Before we perform discrete choice analysis with Apollo in R. We have to import data and may need to clean and transform it in the format required by Apollo. Sometimes, we also want to explore the data for better understanding. In this document, we will cover some essentials -
The working directory is the path on the computer that is the default location for any file we read or save out of R. We can run the command getwd() in console to see the current working directory. We can also see the current working directory at the top of the console.

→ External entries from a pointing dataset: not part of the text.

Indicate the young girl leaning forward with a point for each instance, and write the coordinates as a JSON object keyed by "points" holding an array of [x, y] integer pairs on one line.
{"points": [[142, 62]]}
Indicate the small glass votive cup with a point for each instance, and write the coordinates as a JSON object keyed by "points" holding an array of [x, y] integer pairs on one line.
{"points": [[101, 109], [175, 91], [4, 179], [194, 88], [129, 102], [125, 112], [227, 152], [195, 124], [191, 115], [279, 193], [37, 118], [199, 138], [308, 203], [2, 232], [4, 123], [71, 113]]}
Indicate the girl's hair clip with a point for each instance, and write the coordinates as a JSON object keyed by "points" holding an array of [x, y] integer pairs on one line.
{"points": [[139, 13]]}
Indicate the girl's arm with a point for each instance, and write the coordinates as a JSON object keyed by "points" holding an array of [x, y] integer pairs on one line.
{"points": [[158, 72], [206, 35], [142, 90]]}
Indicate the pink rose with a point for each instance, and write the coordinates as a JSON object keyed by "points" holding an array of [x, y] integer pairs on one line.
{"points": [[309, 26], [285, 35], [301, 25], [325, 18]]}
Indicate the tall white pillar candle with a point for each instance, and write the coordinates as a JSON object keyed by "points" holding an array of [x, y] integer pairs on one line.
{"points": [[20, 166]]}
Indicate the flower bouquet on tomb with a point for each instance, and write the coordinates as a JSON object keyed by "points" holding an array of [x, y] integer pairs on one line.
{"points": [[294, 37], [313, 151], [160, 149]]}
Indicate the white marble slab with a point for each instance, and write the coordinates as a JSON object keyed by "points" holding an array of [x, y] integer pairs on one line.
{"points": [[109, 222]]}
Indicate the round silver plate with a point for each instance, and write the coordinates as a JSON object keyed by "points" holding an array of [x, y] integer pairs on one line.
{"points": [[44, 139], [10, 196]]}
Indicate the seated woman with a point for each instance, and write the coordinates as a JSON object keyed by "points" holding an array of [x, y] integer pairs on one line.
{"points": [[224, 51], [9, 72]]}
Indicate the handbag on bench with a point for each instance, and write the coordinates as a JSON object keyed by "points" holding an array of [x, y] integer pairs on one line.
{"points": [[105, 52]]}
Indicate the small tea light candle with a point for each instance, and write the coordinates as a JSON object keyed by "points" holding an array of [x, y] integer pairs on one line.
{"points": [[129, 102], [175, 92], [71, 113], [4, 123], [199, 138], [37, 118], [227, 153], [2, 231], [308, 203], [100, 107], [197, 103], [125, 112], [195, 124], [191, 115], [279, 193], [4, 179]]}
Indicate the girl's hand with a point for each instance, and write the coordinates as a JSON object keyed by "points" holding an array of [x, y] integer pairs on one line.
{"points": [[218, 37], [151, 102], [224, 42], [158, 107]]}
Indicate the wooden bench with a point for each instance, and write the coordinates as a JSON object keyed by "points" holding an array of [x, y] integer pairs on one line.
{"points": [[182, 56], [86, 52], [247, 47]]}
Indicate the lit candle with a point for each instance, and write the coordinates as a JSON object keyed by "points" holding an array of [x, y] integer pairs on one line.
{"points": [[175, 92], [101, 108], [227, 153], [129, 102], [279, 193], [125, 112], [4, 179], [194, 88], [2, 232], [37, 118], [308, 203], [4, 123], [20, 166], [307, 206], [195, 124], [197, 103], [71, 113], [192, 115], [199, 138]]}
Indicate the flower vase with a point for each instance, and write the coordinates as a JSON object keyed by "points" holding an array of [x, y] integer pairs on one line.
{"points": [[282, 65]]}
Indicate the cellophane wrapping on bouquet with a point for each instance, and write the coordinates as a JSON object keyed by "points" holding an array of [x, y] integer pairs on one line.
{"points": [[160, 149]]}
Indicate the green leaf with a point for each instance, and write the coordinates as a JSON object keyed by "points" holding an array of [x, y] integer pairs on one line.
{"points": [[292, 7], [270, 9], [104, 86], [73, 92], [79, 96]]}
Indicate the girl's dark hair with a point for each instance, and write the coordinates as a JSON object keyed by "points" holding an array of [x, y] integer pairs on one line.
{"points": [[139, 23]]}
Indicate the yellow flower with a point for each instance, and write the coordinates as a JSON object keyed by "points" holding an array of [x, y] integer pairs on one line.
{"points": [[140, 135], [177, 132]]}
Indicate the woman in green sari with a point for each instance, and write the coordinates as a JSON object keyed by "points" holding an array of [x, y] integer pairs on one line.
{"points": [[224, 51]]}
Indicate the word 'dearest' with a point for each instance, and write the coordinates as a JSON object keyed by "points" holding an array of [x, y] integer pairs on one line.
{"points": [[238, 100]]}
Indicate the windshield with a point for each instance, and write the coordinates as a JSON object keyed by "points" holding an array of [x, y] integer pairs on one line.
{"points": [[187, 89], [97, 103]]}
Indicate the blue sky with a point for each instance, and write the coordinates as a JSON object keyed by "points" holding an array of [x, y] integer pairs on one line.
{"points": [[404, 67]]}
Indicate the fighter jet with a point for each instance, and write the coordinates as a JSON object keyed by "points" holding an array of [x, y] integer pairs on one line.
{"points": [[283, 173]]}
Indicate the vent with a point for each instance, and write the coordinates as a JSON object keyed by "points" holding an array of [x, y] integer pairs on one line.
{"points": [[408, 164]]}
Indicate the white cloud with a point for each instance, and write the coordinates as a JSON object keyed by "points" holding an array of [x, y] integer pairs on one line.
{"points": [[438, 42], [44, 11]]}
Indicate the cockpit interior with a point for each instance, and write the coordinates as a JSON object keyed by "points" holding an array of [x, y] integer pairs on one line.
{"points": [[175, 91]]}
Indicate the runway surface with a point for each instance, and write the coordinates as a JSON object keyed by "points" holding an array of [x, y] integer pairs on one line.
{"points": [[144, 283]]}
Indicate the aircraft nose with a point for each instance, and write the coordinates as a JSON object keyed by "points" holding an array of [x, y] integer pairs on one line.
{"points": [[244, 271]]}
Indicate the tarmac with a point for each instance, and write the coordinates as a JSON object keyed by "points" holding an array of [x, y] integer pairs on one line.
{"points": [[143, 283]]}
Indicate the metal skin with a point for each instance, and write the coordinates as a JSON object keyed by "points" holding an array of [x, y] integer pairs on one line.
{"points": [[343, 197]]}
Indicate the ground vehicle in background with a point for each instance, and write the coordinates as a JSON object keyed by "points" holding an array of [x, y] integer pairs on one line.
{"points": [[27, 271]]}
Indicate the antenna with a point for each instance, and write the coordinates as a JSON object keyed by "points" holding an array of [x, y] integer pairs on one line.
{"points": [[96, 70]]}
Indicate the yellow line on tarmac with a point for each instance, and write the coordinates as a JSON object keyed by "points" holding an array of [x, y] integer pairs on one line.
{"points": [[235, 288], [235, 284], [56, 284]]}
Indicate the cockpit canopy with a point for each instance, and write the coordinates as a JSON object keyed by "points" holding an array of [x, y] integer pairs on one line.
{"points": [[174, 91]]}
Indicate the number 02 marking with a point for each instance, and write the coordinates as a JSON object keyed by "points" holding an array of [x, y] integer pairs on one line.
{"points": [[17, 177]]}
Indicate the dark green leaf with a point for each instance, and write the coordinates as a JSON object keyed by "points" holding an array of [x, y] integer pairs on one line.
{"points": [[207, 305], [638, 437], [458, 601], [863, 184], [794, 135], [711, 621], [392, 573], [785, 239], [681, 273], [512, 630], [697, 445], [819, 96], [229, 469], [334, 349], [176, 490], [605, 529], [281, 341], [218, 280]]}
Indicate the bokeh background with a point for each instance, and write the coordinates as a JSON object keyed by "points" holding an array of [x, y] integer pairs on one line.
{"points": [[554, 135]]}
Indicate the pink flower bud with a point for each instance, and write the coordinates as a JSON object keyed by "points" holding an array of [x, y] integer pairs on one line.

I would recommend you to create a separate subfolder for each assignment in the parent folder Discrete Choice Analysis. You can download the assignment dataset and store a copy of data i.e. csv/spss file in the corresponding assignment folder. Then you can change the current working directory to assignment folder in one of the two ways -
setwd()For example, I created a subfolder ‘Assignment-0’ inside the folder ‘Discrete Choice Analysis’ which is in the desktop. Then I can copy the location from address bar of computer and set the current working directory as - setwd("C:/Desktop/Discrete Choice Analysis/Assignment-0"). Note we use forward slash /, not \ in file location.
We will read data and save outputs in the same assignment folder. Later, we can learn to read files from a different location in computer and save the outputs in other locations.
R script is a simple text file containing multiple commands that can be executed at once and can be stored and reused later. We can start a new script by clicking on File %>% New File %>% R Script. Read %>% as then. The script pane would be the on top left. Let’s save the script as trial.R(by clicking File %>% Save), we don’t need to write the extension .R just like we don’t write the extension .png to save the image. We can save the script in the same working directory. Let’s copy the following code chunk and paste it in the trial.R script. We can run the code in mainly two ways -
Try both Run and Source to run this code in trial.R. We can also see the variables in Environment pane.
# Out of vehicle travel time
OVTT <- 5
# In vehicle travel time
IVTT <- 10
# total travel time
TT <- OVTT + IVTT
In the R script, we can write comments using # at the beginning of the line. We use <- operator to assign the values, it can also be replaced by = for now, but not recommended. In RStudio, the keyboard shortcut for the assignment operator <- is Alt + - (in Windows) or Option + - (in Mac).
We have already created a subfolder Assignment-0 in Discrete Choice Analysis folder. We have to download the ‘Sample data.csv’ file and paste it in this subfolder. We can start a new R script file and save it as Tutorial.R. We have already set the working directory (crosscheck using command getwd() in console). In the subsequent sections, we will clean the workspace, load the tidyverse package and read data from ‘Sample data.csv’. Tidyverse is a collection of many packages designed for data science in R. Here, we will very briefly explore two packages - dplyr and tidyr.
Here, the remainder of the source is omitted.